Der Samstag, 28. Februar 2026, sollte eigentlich ein ruhiger Abreisetag werden. Doch bereits um 05:00 Uhr morgens erhielten wir eine E-Mail, die alles veränderte: Unser Rückflug wurde kurzfristig annulliert. Innerhalb weniger Minuten wurden alle geweckt – Müdigkeit, Schock und Überforderung lagen gleichzeitig in der Luft. Nach sieben intensiven Wochen auf Mallorca hatte niemand mit einem solchen Abschluss gerechnet. Sofort versuchten wir, eine Lösung zu finden. Wir riefen bei verschiedenen Airlines wie Eurowings und Lufthansa sowie bei den Flughäfen Palma de Mallorca und Stuttgart an, doch zunächst war niemand erreichbar. Also versuchten wir eigenständig online umzubuchen. Schnell wurde klar, dass der nächste reguläre Flug erst am folgenden Tag möglich gewesen wäre. Trotz der Unsicherheit entschieden wir uns, dennoch direkt zum Flughafen zu fahren, um vor Ort eine Alternative zu finden. Innerhalb von nur zwanzig Minuten packten wir hektisch die letzten Sachen zusammen, reinigten die Wohnung und machten uns gestresst auf den Weg zur Bushaltestelle. Gegen 07:00 Uhr angekommen, gingen Jana und Lirim zum Schalter, um persönlich nach Lösungen zu fragen. Tatsächlich gab es eine einzige Möglichkeit: einen Ersatzflug um 08:35 Uhr nach Saarbrücken statt nach Stuttgart. Von dort aus sollten wir mit dem Zug weiterreisen. Die Umbuchung erfolgte unkompliziert, zusätzliche Kosten entstanden uns nicht und für die Weiterreise erhielten wir Zug-Gutscheine. Um 09:45 Uhr landeten wir schließlich in Saarbrücken. Da der Hauptbahnhof etwa zwanzig Minuten entfernt lag, organisierten wir gemeinsam ein Großraumtaxi. Um 10:43 Uhr erreichten wir den Bahnhof, lösten unsere Zugtickets ein und setzten unsere Reise fort. Nach einem langen, ereignisreichen Tag kamen wir schließlich um 15:26 Uhr in Stuttgart an – erschöpft, aber erleichtert, wieder zuhause zu sein.
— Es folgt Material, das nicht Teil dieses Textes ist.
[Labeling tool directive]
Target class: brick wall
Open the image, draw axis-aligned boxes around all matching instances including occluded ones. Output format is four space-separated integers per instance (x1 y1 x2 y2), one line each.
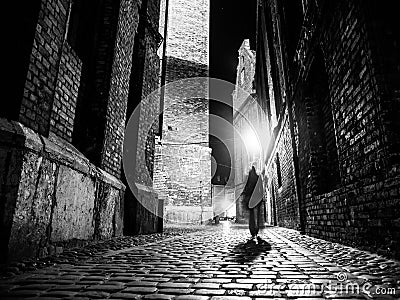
260 1 400 256
50 43 82 142
19 0 69 136
154 0 212 222
264 117 300 229
99 0 145 177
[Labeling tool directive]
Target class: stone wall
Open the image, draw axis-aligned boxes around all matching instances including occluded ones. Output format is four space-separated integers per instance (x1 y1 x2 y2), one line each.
50 43 82 142
260 1 400 256
0 120 125 260
232 40 268 222
19 0 70 135
0 0 165 260
154 0 213 223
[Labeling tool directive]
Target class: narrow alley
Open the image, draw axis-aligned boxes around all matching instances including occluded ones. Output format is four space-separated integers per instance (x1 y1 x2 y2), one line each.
1 222 400 300
0 0 400 300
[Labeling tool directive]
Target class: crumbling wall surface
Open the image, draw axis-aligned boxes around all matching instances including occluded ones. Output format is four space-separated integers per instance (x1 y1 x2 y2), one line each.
0 119 125 260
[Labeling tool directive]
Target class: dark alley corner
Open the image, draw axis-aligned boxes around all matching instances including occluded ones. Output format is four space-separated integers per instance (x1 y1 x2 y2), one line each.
0 0 400 300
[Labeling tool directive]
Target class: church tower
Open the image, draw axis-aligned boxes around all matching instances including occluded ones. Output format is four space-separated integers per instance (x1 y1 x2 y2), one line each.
154 0 213 223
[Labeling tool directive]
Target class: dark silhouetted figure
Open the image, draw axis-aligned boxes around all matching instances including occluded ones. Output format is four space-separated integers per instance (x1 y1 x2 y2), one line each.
242 165 263 243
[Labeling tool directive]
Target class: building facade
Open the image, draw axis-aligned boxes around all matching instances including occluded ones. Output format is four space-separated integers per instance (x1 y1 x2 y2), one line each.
233 39 268 222
154 0 213 223
0 0 161 260
256 0 400 256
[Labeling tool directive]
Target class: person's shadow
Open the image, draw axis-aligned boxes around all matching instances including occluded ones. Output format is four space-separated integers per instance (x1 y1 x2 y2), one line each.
230 238 271 264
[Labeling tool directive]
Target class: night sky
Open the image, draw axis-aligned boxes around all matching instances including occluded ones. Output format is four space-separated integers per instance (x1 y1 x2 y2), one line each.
210 0 257 184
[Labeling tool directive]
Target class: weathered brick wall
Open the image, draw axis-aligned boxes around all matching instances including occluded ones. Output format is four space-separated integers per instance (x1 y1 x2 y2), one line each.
19 0 70 136
125 0 162 234
0 119 125 261
233 40 256 114
299 1 400 253
99 0 137 177
264 117 300 229
154 0 212 222
160 0 210 65
50 43 82 142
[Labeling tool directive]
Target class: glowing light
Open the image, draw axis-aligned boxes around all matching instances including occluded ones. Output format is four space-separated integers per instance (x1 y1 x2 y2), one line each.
243 128 261 154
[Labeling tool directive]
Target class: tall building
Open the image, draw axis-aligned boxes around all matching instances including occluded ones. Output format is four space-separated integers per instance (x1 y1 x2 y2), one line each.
232 39 268 222
256 0 400 257
154 0 213 223
0 0 161 261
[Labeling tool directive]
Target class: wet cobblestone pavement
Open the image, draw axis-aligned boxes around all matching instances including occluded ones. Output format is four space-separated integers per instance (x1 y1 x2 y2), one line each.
0 222 400 300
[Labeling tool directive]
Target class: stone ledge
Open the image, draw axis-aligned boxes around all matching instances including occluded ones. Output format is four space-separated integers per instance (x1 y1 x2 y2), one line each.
0 118 126 190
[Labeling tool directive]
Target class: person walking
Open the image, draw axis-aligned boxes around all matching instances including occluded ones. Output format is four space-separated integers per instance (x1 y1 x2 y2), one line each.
242 164 264 243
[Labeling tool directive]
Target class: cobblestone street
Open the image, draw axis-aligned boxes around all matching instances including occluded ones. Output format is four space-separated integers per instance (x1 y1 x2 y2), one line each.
1 222 400 300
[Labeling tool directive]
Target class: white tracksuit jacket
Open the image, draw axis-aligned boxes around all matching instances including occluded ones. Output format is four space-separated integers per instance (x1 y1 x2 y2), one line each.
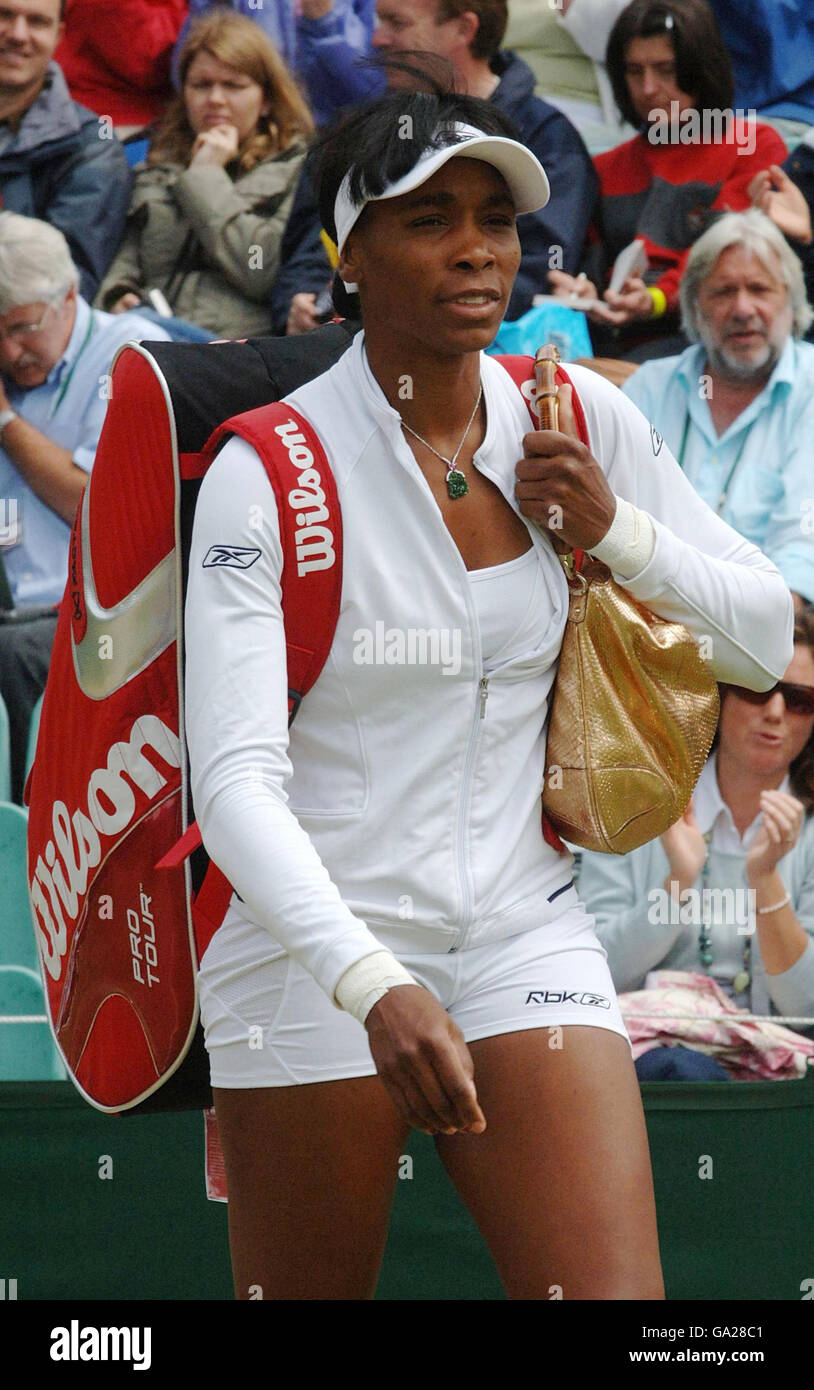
186 334 793 998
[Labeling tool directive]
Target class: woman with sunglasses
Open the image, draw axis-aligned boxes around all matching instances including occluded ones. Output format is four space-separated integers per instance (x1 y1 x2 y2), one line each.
579 612 814 1074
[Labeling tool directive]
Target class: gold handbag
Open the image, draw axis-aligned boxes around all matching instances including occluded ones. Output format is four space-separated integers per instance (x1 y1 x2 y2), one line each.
538 349 720 855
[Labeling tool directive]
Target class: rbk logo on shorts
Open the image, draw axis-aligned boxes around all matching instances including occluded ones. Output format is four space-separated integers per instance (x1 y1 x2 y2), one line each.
525 990 610 1009
203 545 260 570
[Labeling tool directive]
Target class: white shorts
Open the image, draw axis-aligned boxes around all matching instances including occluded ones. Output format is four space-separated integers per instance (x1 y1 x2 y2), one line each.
199 906 629 1090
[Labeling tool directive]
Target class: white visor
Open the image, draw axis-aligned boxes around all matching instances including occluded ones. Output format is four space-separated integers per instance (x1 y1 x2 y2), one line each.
333 122 550 293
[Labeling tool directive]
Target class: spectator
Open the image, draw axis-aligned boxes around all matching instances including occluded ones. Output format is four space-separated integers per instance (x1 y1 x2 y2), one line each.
97 10 313 338
0 0 131 299
274 0 597 332
550 0 786 357
579 613 814 1074
622 209 814 602
749 129 814 338
54 0 186 140
297 0 385 125
172 0 297 76
0 213 167 801
506 0 632 153
550 0 814 139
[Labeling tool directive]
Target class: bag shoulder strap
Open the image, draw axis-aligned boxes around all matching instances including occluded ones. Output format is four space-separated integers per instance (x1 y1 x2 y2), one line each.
495 357 590 853
495 356 590 570
204 402 342 724
160 402 342 960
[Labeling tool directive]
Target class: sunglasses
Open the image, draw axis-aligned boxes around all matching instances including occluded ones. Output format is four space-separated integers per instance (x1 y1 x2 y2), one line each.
726 681 814 714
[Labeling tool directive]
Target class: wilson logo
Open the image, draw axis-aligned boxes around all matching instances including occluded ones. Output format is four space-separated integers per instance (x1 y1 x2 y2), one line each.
201 545 260 570
31 714 181 980
274 420 336 578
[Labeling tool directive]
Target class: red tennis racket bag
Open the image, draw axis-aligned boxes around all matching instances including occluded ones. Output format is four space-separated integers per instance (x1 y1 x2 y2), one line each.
26 325 350 1112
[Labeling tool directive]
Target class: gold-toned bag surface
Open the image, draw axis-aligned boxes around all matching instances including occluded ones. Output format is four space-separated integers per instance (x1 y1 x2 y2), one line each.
543 556 718 855
536 348 718 855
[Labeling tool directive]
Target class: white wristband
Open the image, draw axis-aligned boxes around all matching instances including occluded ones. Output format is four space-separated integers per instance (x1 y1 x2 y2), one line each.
590 498 656 580
333 951 418 1023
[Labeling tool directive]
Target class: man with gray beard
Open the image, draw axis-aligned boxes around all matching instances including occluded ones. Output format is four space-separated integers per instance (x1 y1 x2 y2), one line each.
622 209 814 607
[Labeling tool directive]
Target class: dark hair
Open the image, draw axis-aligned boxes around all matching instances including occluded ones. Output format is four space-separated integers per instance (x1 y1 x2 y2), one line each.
435 0 508 63
606 0 735 129
310 74 520 318
710 607 814 816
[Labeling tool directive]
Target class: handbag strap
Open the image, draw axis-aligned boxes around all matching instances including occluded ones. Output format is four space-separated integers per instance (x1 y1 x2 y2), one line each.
495 356 590 571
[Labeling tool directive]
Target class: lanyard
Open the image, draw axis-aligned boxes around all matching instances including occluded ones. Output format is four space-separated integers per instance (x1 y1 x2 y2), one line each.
678 407 749 516
49 310 96 420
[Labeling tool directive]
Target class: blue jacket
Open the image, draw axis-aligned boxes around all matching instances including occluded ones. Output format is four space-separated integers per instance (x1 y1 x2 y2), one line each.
0 63 132 299
710 0 814 122
297 0 385 125
271 51 599 334
492 50 599 318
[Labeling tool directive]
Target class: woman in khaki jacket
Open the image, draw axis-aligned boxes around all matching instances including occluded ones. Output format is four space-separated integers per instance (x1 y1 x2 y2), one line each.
96 11 313 338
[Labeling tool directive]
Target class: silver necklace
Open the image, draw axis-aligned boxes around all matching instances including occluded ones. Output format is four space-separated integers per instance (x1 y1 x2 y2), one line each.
401 382 483 502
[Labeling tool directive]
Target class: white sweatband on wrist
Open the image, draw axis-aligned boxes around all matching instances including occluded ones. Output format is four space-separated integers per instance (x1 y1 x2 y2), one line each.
333 951 418 1023
590 498 656 580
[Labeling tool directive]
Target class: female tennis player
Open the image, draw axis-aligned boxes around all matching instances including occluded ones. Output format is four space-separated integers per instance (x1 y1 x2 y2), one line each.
186 92 792 1300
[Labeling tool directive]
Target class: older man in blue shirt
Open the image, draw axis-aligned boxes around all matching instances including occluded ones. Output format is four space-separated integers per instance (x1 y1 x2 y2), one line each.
622 210 814 605
0 213 168 799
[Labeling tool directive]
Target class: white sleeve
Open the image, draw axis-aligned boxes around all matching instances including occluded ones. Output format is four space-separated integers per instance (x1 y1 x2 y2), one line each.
185 438 382 1002
568 366 793 689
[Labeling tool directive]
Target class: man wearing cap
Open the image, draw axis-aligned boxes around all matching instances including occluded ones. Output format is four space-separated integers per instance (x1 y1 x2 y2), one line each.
0 213 168 801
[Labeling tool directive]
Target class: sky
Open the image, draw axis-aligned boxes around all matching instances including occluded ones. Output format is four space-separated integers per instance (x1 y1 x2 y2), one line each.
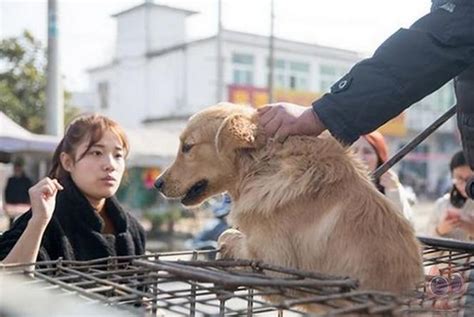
0 0 430 91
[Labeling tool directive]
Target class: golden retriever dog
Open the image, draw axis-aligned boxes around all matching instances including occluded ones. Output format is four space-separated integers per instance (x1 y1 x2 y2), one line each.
155 103 423 292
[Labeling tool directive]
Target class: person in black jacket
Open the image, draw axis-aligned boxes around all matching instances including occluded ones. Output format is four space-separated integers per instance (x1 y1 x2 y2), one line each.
0 114 145 264
259 0 474 193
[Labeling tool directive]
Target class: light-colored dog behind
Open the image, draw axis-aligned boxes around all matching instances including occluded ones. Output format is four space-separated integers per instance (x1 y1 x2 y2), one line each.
155 103 423 292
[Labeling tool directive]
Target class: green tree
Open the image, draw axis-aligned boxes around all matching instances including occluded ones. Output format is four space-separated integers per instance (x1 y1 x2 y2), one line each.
0 31 79 133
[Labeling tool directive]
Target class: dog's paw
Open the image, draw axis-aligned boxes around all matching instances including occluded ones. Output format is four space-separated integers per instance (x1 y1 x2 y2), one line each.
217 229 244 259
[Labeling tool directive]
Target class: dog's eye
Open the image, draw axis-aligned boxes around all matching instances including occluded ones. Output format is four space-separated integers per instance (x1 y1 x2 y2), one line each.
181 143 194 153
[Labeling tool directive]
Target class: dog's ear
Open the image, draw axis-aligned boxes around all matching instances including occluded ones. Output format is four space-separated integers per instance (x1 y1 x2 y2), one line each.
215 114 257 154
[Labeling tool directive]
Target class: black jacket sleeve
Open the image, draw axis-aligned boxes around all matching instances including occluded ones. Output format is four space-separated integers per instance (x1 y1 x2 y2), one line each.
313 0 474 144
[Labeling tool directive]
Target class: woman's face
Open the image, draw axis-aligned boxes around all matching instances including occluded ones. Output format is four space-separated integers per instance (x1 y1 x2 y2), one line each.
352 137 378 171
61 131 125 202
453 165 474 198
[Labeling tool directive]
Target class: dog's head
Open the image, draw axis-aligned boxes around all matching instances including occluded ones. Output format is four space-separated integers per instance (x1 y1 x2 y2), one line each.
155 103 263 206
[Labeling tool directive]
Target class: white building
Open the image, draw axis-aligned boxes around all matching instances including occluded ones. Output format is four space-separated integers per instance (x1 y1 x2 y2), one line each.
82 3 360 127
79 2 456 195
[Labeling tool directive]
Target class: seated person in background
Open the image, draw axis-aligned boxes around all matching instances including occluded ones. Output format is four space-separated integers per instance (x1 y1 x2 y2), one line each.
426 151 474 240
0 114 145 264
352 131 413 221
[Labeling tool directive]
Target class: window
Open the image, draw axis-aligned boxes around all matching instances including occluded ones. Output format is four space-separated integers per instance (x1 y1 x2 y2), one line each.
97 81 109 109
267 59 310 91
232 53 254 86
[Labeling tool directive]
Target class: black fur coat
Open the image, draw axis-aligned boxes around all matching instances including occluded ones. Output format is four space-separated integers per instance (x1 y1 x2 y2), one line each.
0 178 145 261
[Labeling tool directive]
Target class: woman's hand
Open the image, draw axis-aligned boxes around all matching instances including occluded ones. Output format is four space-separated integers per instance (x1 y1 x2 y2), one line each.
436 208 461 236
28 177 63 225
258 102 326 142
380 170 400 190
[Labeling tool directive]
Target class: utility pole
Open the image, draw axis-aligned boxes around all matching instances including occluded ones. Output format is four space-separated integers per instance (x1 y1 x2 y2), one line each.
268 0 275 103
46 0 64 136
216 0 224 103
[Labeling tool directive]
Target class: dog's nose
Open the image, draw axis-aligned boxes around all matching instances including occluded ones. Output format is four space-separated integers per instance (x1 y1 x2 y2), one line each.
154 177 165 192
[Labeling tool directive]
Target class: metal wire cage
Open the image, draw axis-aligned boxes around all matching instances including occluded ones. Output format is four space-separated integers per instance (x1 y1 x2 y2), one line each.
2 238 474 316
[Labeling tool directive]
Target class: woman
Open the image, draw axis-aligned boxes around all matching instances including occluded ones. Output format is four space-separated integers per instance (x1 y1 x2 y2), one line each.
352 131 413 220
427 151 474 240
0 114 145 264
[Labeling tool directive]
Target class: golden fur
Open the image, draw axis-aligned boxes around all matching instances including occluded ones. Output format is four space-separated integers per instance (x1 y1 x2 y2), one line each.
160 103 423 292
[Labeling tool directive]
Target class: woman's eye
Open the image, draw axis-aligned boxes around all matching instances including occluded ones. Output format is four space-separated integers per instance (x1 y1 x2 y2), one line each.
181 143 194 153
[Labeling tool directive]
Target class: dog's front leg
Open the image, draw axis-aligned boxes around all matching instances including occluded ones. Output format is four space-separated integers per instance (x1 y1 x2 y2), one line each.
217 229 250 259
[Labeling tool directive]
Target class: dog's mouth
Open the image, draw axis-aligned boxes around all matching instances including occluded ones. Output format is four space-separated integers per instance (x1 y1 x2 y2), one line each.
181 179 209 206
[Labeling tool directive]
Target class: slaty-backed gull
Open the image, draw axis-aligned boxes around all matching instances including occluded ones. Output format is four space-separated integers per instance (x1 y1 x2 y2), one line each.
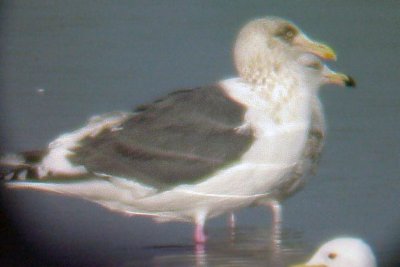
292 237 376 267
1 17 349 243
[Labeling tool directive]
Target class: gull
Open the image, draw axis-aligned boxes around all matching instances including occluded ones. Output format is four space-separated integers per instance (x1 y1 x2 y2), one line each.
292 237 376 267
0 17 349 244
252 55 355 227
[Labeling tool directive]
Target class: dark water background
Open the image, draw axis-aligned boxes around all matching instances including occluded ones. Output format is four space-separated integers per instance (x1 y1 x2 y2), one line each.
0 0 400 266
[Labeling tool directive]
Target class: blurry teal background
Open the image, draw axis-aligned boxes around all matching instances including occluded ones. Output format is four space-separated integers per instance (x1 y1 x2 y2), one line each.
0 0 400 266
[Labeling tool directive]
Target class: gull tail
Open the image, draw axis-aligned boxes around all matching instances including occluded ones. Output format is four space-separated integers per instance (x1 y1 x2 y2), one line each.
0 150 47 181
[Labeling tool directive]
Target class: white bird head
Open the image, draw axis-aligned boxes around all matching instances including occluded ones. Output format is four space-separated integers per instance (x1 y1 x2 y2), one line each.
234 17 336 85
292 237 376 267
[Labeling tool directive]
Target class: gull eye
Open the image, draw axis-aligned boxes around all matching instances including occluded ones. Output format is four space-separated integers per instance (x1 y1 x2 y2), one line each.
276 25 298 43
328 252 337 260
307 61 322 70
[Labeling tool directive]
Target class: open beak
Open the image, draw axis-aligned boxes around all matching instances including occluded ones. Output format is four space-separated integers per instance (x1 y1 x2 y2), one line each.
323 70 356 87
293 34 337 61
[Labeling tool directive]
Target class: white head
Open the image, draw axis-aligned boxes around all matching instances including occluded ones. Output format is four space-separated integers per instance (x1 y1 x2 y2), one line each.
234 17 336 85
292 237 376 267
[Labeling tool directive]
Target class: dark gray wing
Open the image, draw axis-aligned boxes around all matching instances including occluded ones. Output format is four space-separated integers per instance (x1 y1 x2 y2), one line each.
70 86 253 189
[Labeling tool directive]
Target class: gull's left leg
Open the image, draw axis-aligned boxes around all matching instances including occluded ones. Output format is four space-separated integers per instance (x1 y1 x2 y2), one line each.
228 212 236 230
193 212 207 244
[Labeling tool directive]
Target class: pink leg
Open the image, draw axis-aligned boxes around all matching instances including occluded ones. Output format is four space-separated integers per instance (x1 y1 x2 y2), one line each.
228 212 236 230
194 222 207 244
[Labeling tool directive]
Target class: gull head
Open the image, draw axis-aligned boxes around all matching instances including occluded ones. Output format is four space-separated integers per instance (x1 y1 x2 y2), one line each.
292 237 376 267
233 17 336 85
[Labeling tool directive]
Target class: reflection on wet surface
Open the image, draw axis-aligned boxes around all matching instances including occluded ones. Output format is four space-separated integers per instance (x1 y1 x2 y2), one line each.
122 227 304 267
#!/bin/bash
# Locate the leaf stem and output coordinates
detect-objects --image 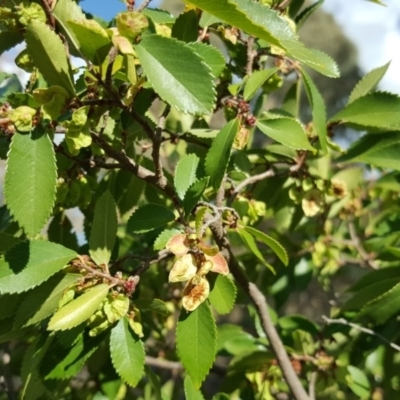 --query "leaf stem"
[227,169,275,206]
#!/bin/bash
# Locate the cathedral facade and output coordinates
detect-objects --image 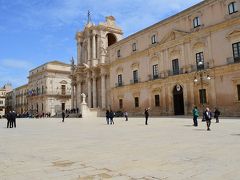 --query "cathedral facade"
[71,0,240,116]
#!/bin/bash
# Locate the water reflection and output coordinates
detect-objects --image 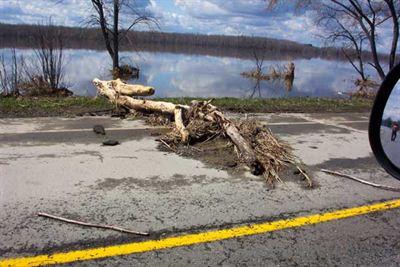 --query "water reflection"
[0,49,372,98]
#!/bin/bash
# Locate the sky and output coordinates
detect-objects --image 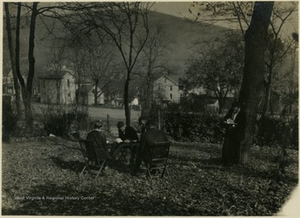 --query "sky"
[153,1,299,37]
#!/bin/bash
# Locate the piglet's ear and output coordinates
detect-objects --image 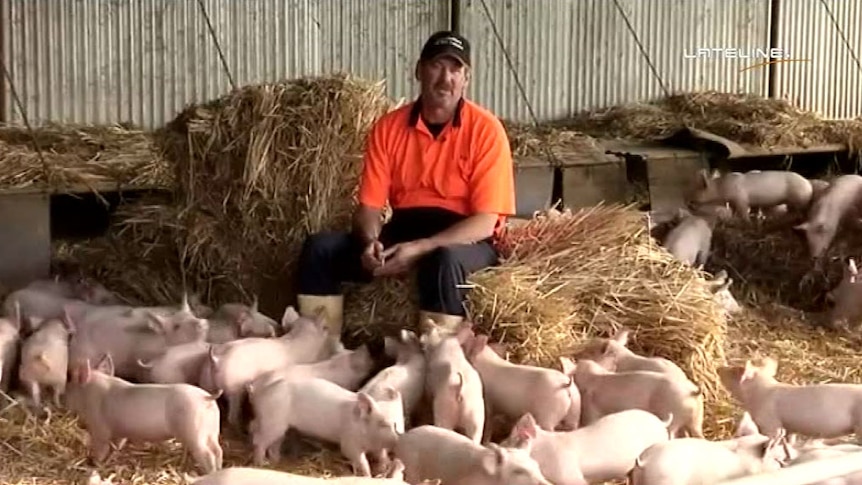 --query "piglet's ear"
[355,392,374,419]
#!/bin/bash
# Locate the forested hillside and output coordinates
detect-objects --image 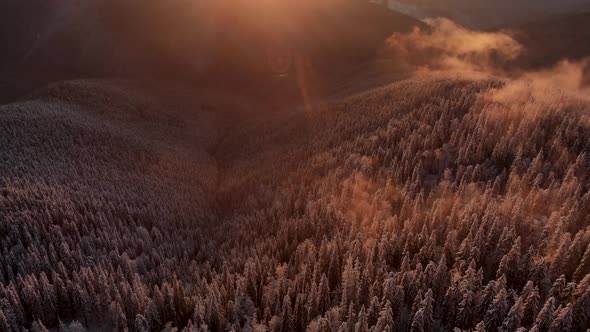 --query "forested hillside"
[0,76,590,332]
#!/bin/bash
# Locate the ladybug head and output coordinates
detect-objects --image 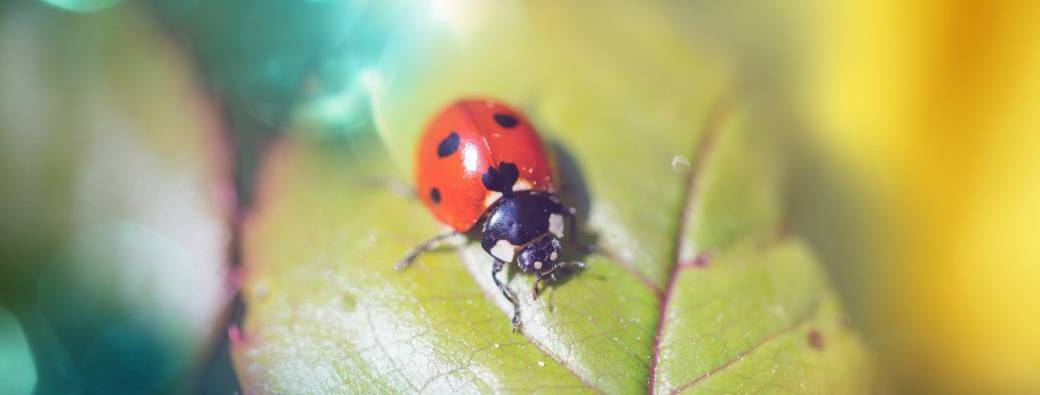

Rückblickend können wir sagen, dass diese sieben Wochen auf Mallorca eine einzigartige und prägende Erfahrung waren. Jede und jeder von uns hat die Zeit unterschiedlich erlebt, doch eines verbindet uns: Wir nehmen unzählige Erinnerungen, neue Perspektiven und persönliche Entwicklungen mit nach Hause. Und auch wenn das Abenteuer Erasmus unvergesslich bleibt, fühlt sich die Rückkehr nach Hause am Ende doch besonders an.